Another insight into the tactics of the Estate lawyers was revealed in their choice of doctor for Wade’s independent medical examination. The examination was performed on August 22nd, 2016 and was conducted by Harrison G Pope, Professor of Psychiatry at Harvard Medical School. Dr. Pope is a highly cited academic whose main research focuses on substance abuse. He has also written extensively about repressed memory and the recovered memory controversy, arguing that repressed memory does not exist. In this 1994 interview in the publication Currents in Affective Illness, he addresses what he believes repressed memories to be and dismisses them as not possible.

When I say “repression,” I mean a phenomenon in which one experiences severe trauma, such as repeated rape, and then banishes the memory from consciousness and is not able to recall it until many years later. Some call this “strong repression,” to distinguish it from ordinary forgetfulness. I would grant that a child could have something happen when he or she was four-years-old that would be forgotten as part of the normal process of infantile amnesia. But what I would not grant, and I think this is where the debate is, is that someone could be repeatedly raped over a period of years … and then completely expunge all of those traumatic memories from consciousness only to recall them years later.

The Estate have made a clear mistake. They appear to still believe that Wade suffered from “repressed memories” and that he had forgotten his abuse until 2013. The claim of “repressed memory” is based on preliminary media reports from then and doesn’t reflect reality: Wade has consistently said that he remembers everything that happened. He did not believe he was ever raped (Michael Jackson was never violent), thought he was a willing participant, and even said he enjoyed the sex. It wasn’t until he had therapy that he realized that Jackson had used him for his own lustful pleasures. Dr. Pope recognizes this when asked specifically about a situation just like Wade’s:

CURRENTS: But if an adult has sex with a child and the child doesn’t know what to call the activity or doesn’t know that the activity is inappropriate — that is, has no explicit memory of the activity although perhaps has implicit (experiential) memory of it — then when the child subsequently learns what the activity was, could he or she be said, not so much to have recovered as to have reconsidered the memory? That is, “Oh, is that rape? That happened to me.” In that sense, perhaps the person had a “reconsidered” rather than a “recovered” memory.

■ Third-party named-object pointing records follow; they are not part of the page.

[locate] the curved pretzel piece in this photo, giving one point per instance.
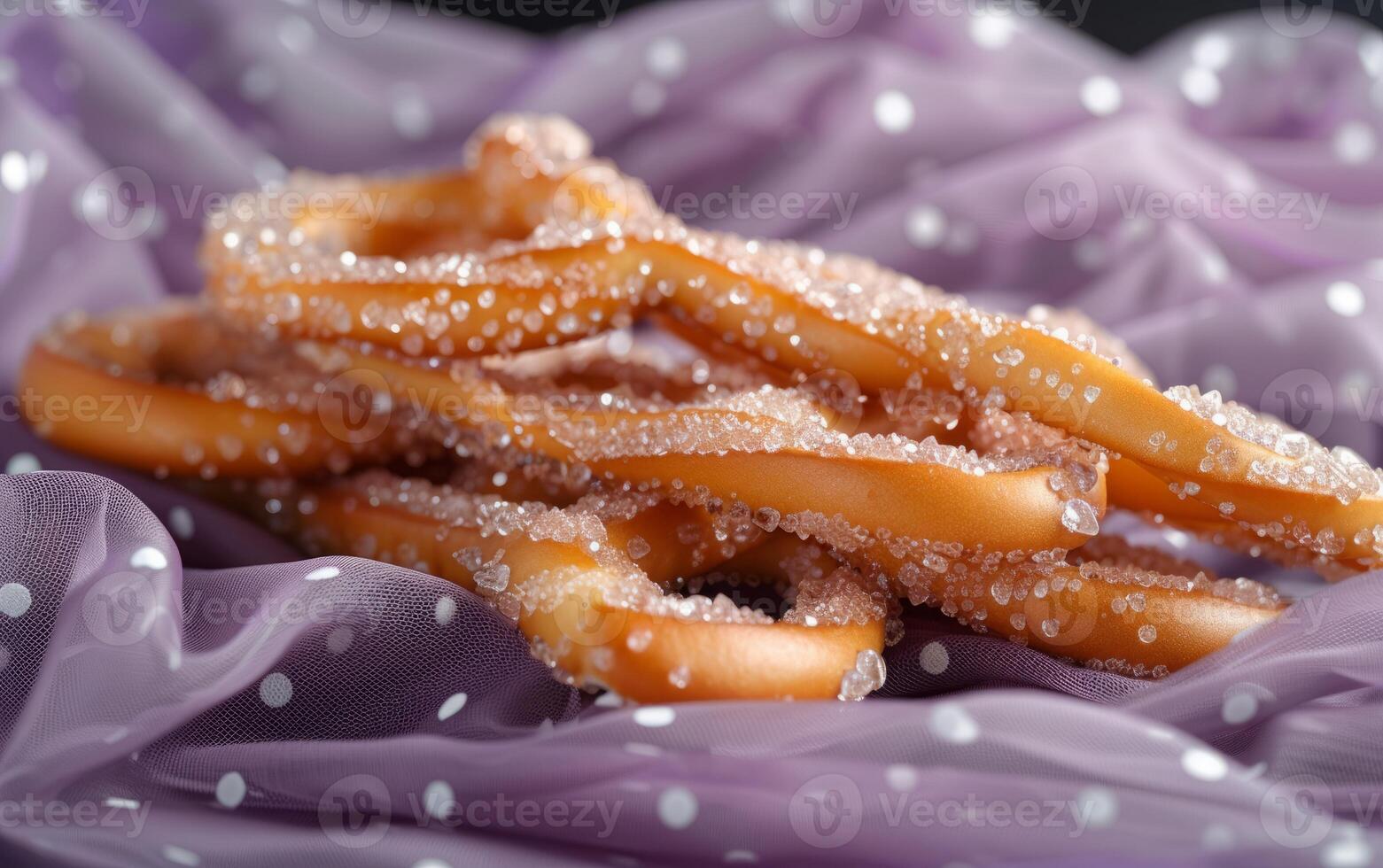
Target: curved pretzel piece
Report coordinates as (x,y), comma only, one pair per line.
(584,268)
(194,399)
(772,451)
(604,407)
(587,584)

POPE: Yes, that sounds plausible. I believe that kind of phenomenon could occur.

Dr. Pope makes it clear that we can’t compare Wade’s memories of childhood sexual abuse at the hands of Jackson with “recovered” or “repressed” memories – they are very dissimilar. From this, we can conclude that Wade’s independent medical examination won’t be revealing any bombshell information the Estate can use to discredit Wade’s previous or current testimony on the abuse he suffered.

In conclusion, Wade’s case is still looking good if, and only if, it can survive summary judgment on the issue of whether anyone in the Jackson companies had the power to do something to prevent Jackson’s continued abuse of Wade. Should the Estate prevail, it will be on that technicality alone, not because of any other deficiency in the suit. Interesting times lie ahead.

Update: On the 7th of October 2016 Judge Beckloff approved the fourth amended complaint.